Прошло больше года, прежде чем я смогла забеременеть. Здоровье у меня было неважное. Я мало что помню о том времени. Помню, что продолжала работать в конторе. Меня даже повысили в должности. Но я жила ради ночей, не столько ради часов, проведенных с Карлом, сколько ради того времени, когда он уходил, а я оставалась одна, лежала без сна и думала о будущем ребенке. Я знала, что у меня должен быть мальчик. Мы назовем его Карлом и воспитаем как полагается. Я все буду делать для него сама — одевать, пичкать витаминами и оберегать от дурного влияния, в частности, от бабушки. От обеих бабушек.
После того, как у Зинни родилась Марта, я все время думала о ребенке, и наконец забеременела. Прождала два месяца, чтобы быть уверенной и затем сообщила Карлу. Он испугался, не сумел этого скрыть. Он не хотел нашего ребенка. Главным образом, боялся реакции со стороны его матери. К тому времени она уже закусила удила, готовая на все, лишь бы настоять на своем. Когда Карл впервые рассказал ей обо мне, еще давно, она сказала, что скорее убьет себя, чем позволит ему жениться.
Он все еще находился под ее гипнозом. У меня злой язык, и я ему это высказала. Сказала, что он бесстрашный молодой человек, которого держат на пуповине, в действительности же это не пуповина, а петля висельника. Разразился скандал. Карл разбил мой новый сервиз, грохнул его о раковину. Я боялась, что он и меня побьет. Наверное, поэтому он и убежал. Я не виделась с ним много дней и не получала от него никаких вестей.
Его квартирная хозяйка сказала, что он уехал домой. Я ждала долго, но потом не вытерпела и позвонила на ранчо. Его мать заявила, что Карл не приезжал. Я решила, что она лжет, пытаясь от меня отделаться. Тогда я объявила ей, что беременна и что Карлу придется на мне жениться. Она обозвала меня лгуньей и еще другими словами и бросила трубку.
Это было вечером в пятницу, в восьмом часу. Я дожидалась часа, когда тариф на телефонный разговор будет льготный. Я сидела и смотрела, как наступает ночь. Она никогда не позволит Карлу вернуться ко мне. Из моего окна была видна часть залива и длинный подъем, по которому к мосту двигались автомобили. Под мостом темнела грязная жижа, похожая на мое отчаяние. Я подумала, что мое место там. И я бы так и сделала. Зря она меня остановила...

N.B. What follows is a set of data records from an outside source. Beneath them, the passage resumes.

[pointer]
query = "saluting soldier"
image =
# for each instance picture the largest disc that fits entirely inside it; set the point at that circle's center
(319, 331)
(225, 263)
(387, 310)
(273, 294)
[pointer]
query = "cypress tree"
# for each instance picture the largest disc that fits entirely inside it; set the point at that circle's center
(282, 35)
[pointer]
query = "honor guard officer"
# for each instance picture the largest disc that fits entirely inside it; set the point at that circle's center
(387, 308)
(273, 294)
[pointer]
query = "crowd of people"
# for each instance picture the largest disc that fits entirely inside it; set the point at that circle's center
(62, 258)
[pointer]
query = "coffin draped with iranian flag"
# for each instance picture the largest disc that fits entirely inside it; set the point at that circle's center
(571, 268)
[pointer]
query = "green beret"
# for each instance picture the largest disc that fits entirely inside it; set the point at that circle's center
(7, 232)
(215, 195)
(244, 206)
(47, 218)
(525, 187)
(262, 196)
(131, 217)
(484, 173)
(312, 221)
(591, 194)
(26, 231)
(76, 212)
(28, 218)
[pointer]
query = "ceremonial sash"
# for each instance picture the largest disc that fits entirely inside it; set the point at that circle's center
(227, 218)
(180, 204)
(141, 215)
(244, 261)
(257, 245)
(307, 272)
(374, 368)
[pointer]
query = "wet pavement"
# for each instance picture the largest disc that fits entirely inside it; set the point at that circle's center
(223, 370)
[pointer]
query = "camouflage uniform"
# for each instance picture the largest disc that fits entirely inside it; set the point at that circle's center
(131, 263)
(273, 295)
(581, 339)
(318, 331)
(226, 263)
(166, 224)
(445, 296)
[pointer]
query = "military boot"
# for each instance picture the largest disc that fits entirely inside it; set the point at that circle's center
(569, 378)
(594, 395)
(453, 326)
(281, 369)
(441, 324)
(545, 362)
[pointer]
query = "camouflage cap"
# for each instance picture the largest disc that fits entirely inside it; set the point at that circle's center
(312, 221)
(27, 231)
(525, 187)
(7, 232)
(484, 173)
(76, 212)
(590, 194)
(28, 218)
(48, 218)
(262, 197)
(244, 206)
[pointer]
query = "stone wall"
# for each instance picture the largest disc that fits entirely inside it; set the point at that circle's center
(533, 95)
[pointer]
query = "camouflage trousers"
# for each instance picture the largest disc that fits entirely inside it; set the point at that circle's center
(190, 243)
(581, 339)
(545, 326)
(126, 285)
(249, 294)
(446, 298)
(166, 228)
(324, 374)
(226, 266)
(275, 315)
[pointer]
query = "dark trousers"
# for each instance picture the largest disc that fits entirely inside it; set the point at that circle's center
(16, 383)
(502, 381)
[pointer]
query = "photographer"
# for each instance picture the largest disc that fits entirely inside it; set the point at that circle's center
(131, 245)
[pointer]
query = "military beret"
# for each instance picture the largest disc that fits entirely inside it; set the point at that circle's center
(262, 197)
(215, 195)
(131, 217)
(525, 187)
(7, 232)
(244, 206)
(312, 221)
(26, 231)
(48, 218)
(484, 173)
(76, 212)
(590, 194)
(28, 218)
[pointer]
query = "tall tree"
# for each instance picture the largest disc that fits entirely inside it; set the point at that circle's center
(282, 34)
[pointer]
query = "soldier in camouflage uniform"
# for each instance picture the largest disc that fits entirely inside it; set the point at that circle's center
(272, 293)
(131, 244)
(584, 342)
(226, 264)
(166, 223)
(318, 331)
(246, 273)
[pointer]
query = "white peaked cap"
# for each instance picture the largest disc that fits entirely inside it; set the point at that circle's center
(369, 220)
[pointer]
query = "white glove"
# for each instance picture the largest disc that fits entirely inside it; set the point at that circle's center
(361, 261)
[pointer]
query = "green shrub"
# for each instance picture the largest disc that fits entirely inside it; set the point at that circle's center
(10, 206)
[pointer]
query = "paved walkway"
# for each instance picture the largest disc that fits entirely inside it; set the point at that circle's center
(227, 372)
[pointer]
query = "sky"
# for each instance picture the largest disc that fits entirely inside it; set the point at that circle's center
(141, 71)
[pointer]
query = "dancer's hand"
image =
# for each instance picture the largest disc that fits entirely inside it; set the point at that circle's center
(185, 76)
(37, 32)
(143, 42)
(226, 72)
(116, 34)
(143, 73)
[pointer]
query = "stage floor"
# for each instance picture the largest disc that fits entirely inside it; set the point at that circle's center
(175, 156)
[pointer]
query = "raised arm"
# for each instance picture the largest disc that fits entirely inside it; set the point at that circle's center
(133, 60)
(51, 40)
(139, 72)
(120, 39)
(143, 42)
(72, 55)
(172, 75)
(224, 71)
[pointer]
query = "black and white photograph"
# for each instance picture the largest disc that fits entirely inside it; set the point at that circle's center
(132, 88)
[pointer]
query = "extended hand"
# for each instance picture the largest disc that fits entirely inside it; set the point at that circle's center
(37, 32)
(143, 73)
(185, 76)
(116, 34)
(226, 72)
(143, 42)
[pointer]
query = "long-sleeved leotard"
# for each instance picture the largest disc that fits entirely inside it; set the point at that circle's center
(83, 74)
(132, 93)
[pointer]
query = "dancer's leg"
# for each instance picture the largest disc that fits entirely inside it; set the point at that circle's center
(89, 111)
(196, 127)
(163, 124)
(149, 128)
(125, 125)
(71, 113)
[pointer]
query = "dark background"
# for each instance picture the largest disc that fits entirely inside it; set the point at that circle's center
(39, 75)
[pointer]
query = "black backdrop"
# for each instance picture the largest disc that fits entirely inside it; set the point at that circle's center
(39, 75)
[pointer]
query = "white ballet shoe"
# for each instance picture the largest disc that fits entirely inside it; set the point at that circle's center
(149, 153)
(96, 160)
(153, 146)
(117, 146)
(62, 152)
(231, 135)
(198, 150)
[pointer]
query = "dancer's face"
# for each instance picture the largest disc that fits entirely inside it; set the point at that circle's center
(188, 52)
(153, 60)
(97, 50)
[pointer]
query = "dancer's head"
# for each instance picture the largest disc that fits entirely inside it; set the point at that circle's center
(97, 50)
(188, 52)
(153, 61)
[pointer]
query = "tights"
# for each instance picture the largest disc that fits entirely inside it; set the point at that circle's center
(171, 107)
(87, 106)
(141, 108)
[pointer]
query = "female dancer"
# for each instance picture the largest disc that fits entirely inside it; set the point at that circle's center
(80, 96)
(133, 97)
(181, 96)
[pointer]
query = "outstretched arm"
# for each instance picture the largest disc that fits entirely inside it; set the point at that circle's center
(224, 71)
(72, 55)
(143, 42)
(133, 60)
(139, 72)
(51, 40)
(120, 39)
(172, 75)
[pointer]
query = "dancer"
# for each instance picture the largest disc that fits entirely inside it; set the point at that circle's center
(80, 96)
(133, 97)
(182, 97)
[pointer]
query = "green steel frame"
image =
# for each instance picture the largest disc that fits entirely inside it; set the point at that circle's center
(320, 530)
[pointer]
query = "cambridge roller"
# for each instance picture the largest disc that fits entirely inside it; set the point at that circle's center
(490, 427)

В течение ее монолога я стоял над ней. Она взглянула вверх и оттолкнула меня руками, не касаясь меня. Ее движения были медленными и осторожными, будто любой неожиданный жест разрушил бы хрупкое равновесие в комнате или в ней самой, и все рухнуло бы.
Я придвинул к кровати стул и оседлал его, облокотившись на спинку руками. Возникло странное ощущение, будто я доктор-шарлатан, находящийся у постели больного и ведущий себя не на докторский манер.
— Кто вас остановил, Милдред?
— Мать Карла. Ей не следовало мешать мне покончить с собой и прекратить все разом. Я понимаю, что это не умаляет моей вины, но Алисия сама накликала на себя беду. Она позвонила мне, когда я все еще сидела там, и сказала, что сожалеет о своих словах. Не могу ли я простить ее? Она все обдумала и хотела бы побеседовать со мной, помочь мне, чтобы я была окружена заботой. Мне показалось, что она образумилась, что мой ребенок сплотит нас всех и мы заживем счастливой семьей.